Sebelum berangkat, putri bapak petani itu sembah sungkem kepada orangtuanya untuk memohon do’a restu.

“Bapak …Ibuu … Ananda nyuwun pamit, nyuwun doa restune bapak lan ibu mugi-mugi gangsar rejekine.’’

“Nduk cah ayu …nek kerjo seng ati-ati yo, nduk? Pesen bapak tetepo jujur , ojo lali ngaji lan sholat limang wektu.’’ jawab sang bapak sambil mengusap-usap rambut putrinya.

Putri bapak petani itu mengangguk diam, air matanya tak terasa menetes dan tenggorokanya terasa tersumbat. Hari ini dia harus pergi meninggalkan orang-orang yang ia cintai.

Tapi, apa yang terjadi selanjutnya?

Sesampainya di kota semua impian itu musnahlah sudah. Nasipnya tidak beruntung, dia mendapat majikan yang tidak baik, setiap pekerjaan yang dia lakukan selalu salah dan sebagai balasanya tubuhnya yang lemah itu dihajarnya sampai babak belur, disiksa bagaikan seorang pesakitan.

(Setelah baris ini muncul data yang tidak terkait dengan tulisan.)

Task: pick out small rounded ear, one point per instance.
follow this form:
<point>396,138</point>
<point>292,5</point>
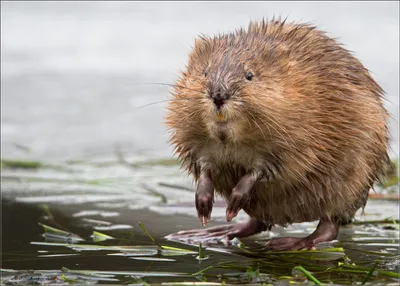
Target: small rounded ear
<point>200,55</point>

''Dasar bodoh! kalau nggak ngerti tanya …! Kamu di sini saya suruh bekerja! Bukan bertindak semaunya sendiri! Gajimu bulan ini saya potong! Dasar bodoh …!’’ bentak sang majikan tanpa kenal ampun.

Meski mendapat perlakuan seperti itu, gadis itu tetap diam dan tidak berani melawan. Ketidakmampuannya membuatnya minder, merasa kecil, merasa kerdil, dan hanya bisa tertunduk pasrah.

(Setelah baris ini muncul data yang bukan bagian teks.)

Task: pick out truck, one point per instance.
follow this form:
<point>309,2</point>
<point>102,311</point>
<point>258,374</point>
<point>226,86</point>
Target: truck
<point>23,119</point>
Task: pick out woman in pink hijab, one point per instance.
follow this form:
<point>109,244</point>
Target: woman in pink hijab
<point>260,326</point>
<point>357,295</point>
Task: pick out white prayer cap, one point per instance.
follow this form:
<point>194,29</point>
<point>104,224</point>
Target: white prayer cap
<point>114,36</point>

‘’Ya alloh ya Tuhanku … Ampuni dosa-dosa hambamu ini! Lindungi hamba ya Alloh … Kenapa hamba harus hidup seperti ini? Kenapa nasip hamba seperti ini ya Alloh … Sedangkan Orangtua hamba tidak pernah sedikitpun berbuat kasar terhadap hamba!’’ jeritnya lirih dalam hati

Dalam keheningan malam, gadis itu menangis meratapi kesedihannya. Bersujud khusuk di atas sajadah lusuh bergambar masjidil aqsa.

''Ya Alloh …
katakanlah …
bahwa yang hamba alami ini adalah mimpi

katakanlah …
bahwa ini hanya khayalan hamba

katakanlah …
bahwa ini bukan realita

Sesungguhnya, apabila ini realita untuk menguji iman hamba
pasti akan hamba terima.

apabila ini hanya cobaan
semuanya pasti akan hamba hadapi

Hamba yakin dan selalu percaya, engKau akan selalu memberi jalan terbaik untuk hamba, membimbing langkah dan memudahkan jalan hamba, hingga hambamu ini tersenyum kembali.
*

Malam semakin larut dan membisu, desah angin hadirkan rintihan gerimis. Dalam sujud syukurnya, sang gadis itu menghembuskan napas terakhirnya. Meninggalkan dunia yang fana ini untuk selama-lamanya. Namun, ada bau wangi menyeruak di dalam ruangan itu, harum, seharum bunga kasturi. Melayang bersama ruh dan impian yang suci.